The women who move to The Villages are prime examples of those who have changed that stereotype. They play sports, act in plays, dance, sing, twirl batons in parades, and do anything their heart desires. With clubs and social groups numbering in the thousands, there’s always something to do.
“Our goal is to keep the sisterhood going,” Bonnie says. “And we’re always trying something different.”
On April 1, the Red Hats will celebrate their 19th anniversary in The Villages with a big party at Katie Belle’s Restaurant that includes brunch, entertainment, and eating dessert first. That’s right, these women are so bold, they enjoy dessert before their meal.
Dignitaries visiting that day will include Vice-Queen Linda Murphy, a leader in the national group who recently relocated from California to Tampa. Donna Moore, who does impersonations of famous women, will provide entertainment.
“We’re so excited she’s going to be able to join us,” Bonnie says of Linda. “She recently attended the national convention in New York City. I don’t know if any of our ladies went, but I would have gone if it hadn’t been in February (because of the cold).”
For their last big event, Pirates Day, they took over Cody’s Roadhouse at Lake Sumter Landing, and all of them came dressed as pirates with swords from the local dollar stores. Every big event also includes Red Hat vendors, the people who make their hats and design the gaudy jewelry filled with rhinestones that they love to wear.

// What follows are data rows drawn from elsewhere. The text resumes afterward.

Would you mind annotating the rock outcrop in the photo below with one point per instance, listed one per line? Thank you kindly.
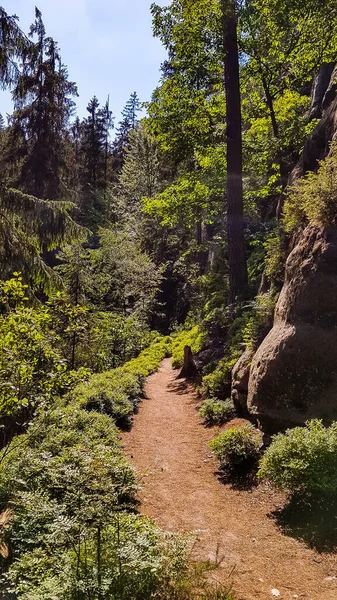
(293, 375)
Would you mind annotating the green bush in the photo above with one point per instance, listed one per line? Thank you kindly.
(117, 392)
(236, 448)
(313, 198)
(193, 338)
(216, 412)
(303, 458)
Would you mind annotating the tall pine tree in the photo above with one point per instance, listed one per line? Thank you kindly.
(43, 105)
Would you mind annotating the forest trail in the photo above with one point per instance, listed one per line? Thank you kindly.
(181, 492)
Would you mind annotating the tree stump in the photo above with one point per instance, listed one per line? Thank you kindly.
(190, 368)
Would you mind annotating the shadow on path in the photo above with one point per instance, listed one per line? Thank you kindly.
(311, 520)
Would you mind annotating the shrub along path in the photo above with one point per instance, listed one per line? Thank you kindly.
(181, 492)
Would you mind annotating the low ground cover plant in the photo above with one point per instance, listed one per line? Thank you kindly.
(303, 459)
(117, 392)
(217, 412)
(236, 448)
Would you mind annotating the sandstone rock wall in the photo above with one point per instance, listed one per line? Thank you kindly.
(293, 375)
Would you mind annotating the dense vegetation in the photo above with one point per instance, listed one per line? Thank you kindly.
(116, 252)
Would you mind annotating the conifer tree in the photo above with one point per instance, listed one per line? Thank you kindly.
(94, 132)
(43, 106)
(14, 45)
(125, 126)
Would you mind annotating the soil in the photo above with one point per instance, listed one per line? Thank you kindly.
(259, 543)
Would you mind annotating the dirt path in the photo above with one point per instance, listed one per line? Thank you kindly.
(180, 491)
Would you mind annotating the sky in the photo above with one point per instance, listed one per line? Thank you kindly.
(107, 46)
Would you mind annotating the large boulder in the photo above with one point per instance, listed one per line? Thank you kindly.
(293, 375)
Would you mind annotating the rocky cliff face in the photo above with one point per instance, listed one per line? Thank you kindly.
(293, 375)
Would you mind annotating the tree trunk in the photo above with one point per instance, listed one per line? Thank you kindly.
(234, 192)
(190, 368)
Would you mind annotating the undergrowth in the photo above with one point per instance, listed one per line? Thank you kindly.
(117, 393)
(217, 412)
(313, 198)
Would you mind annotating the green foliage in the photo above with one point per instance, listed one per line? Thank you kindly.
(303, 459)
(235, 448)
(313, 198)
(32, 369)
(217, 384)
(217, 412)
(192, 337)
(117, 392)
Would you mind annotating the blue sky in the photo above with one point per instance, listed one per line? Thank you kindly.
(106, 44)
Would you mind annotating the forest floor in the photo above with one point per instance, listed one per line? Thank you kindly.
(258, 541)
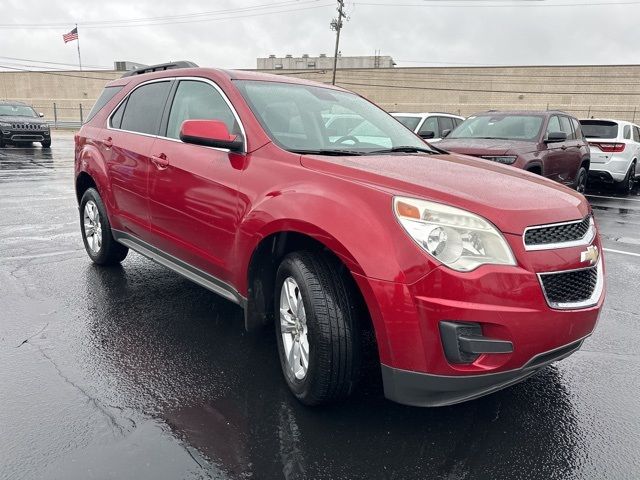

According to Lynn Dickey, who was a Red Hatter in Fort Lauderdale before moving to The Villages, it’s lots of fun, friendship, and glitz.
“You can’t have too much glitz or fun,” Lynn says. “The Red Hat Society is a true sisterhood, and it gives you a chance to socialize and be with people you wouldn’t normally see. And we get to dress up in our red hats, our purple outfits, and lots of glitz.”
The event at Katie Belle’s also will feature vendors, including a famous hat and jewelry maker from Jacksonville that Bonnie has been trying to get to their annual party for two years. “Joyce Hunter is very well known, and her jewelry is always up to date.”
Bonnie stresses that the Red Hat Society chapters in The Villages are not like most clubs. Their main goal is not fundraising or charitable work. That is for the other clubs and organizations to which they belong. Their main goal is to have fun together, support each other, and enjoy living every day to the fullest.
They do have a fashion show once a year, and the proceeds go to St. Jude’s Research Hospital and to help The Villages Cheerleaders in their endeavors. That is their only philanthropic effort. The rest of the time, it’s women enjoying having a good time together.
“Some of the women just enjoy going to lunch or dinner together, and other groups like to do day trips. We don’t want anyone feeling obligated to join in on anything,” Bonnie says.
Because their April event is not being held at a recreation center, they’re able to have outside guests, so they have Red Hat chapters coming from Fruitland Park, Tampa, Jacksonville, and Melbourne. “Some of them will be staying over with friends, and some are staying at the Waterfront Inn, so we’ll be shopping and enjoying ourselves around The Villages, too,” she says.
The Red Hat Society of The Villages is always open to new members, and chances are, you can find a new chapter where you live. If you don’t know who to call, just look for a group of women with red hats, boas, and rhinestones at your local restaurant.